Seniors with a great loss of autonomy | Insufficient care and underestimated needs, denounces the VG

(Quebec) In addition to not providing all seniors with severe loss of autonomy with home care that meets their needs, Quebec greatly underestimates the additional cost it would have to bear by 2028 to meet to the aging of the population. It is heading straight into the wall, says Auditor General Guylaine Leclerc.

Posted at 10:48 a.m.

Tommy Chouinard

Tommy Chouinard
The Press

“If no changes are made, seniors with a great loss of autonomy will not all have access to public long-term care by 2028 or to a sufficient intensity of services. This is true both in long-term accommodation and in home support, ”she wrote in her report tabled Wednesday in the National Assembly.

Quebec navigates by sight and does not plan worthy of the name of long-term public accommodation for seniors in great autonomy. “He also did not define how he would reorganize and fund long-term care in the context of the shift to home support,” says Guylaine Leclerc.

This turn has some failures. In 2020-2021, for 59% of the 15,212 people aged 70 or over with a significant loss of autonomy who benefited from home support services, less than 5% of their needs were met.
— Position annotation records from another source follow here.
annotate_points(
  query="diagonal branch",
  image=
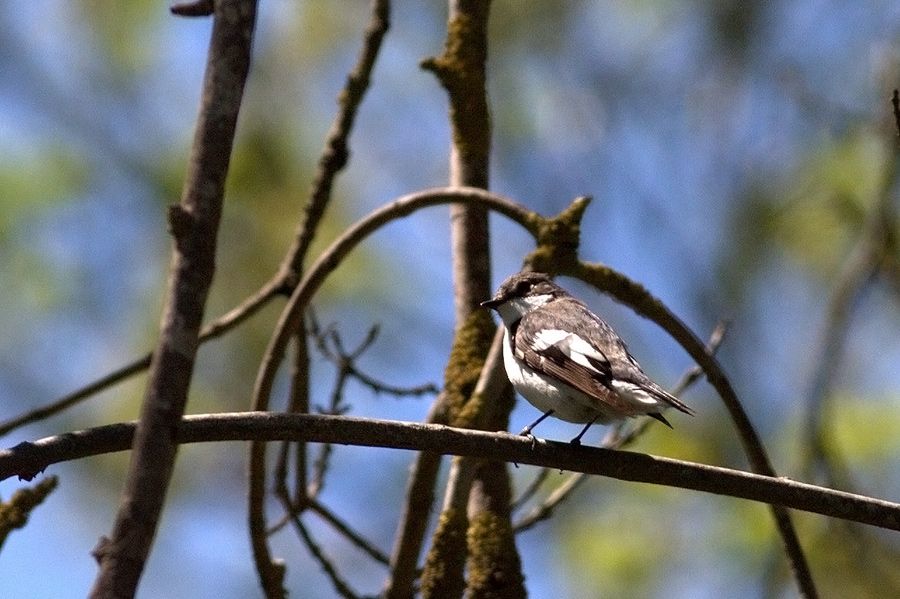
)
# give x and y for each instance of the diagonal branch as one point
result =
(28, 459)
(644, 303)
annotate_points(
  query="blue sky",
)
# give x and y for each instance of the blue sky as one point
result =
(673, 126)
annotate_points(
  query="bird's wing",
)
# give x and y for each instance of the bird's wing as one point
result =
(574, 345)
(547, 348)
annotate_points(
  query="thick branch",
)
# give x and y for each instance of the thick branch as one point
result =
(28, 459)
(194, 224)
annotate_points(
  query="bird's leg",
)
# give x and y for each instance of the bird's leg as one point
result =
(526, 432)
(577, 440)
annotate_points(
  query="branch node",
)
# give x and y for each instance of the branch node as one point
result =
(198, 8)
(558, 239)
(181, 221)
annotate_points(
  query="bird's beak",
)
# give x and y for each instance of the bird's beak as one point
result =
(491, 303)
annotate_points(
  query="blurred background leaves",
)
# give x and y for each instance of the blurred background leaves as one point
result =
(734, 151)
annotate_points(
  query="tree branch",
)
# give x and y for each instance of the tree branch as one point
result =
(28, 459)
(194, 225)
(644, 303)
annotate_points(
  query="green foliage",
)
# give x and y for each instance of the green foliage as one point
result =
(37, 183)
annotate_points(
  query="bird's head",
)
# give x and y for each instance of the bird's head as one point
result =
(521, 293)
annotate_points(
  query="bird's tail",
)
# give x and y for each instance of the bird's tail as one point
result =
(671, 400)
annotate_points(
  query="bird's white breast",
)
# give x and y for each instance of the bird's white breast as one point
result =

The expected intensity of services is simply not there.

The AG notes that the MSSS scenarios for meeting growing demand over the next few years “do not provide for any catch-up aimed at reducing the current deficit of home support services”. They “do not make it possible to meet the needs of all the additional 25,599 seniors aged 70 or over expected by the MSSS by 2028-2029 and who will need long-term care comparable to that offered in long-term accommodation, especially since these demand forecasts are incomplete”.

Moreover, Quebec plans to provide more care for only about 47% to 68% of these seniors. The range of services it intends to offer is insufficient, since its estimate “represents less than a third of the number of hours of services required for a senior with a great loss of autonomy”.

Budget planning is deficient. The AG was unable to reconcile the various data provided by the Ministry of Finance on the subject. Quebec is not able to quantify the annual cost of home support services for a senior, contenting itself with vaguely estimating that it would be equivalent to the cost of accommodation in a public CHSLD (nearly $100,000 per year).

The additional direct measures planned by the government for home support are on average $340 million per year by 2025-2026.

However, according to a conservative calculation, Guylaine Leclerc estimates that two billion dollars more per year would be needed to cover the needs of seniors aged 70 or over with a great loss of autonomy. This means that Quebec is underestimating the cost by approximately $1.7 billion.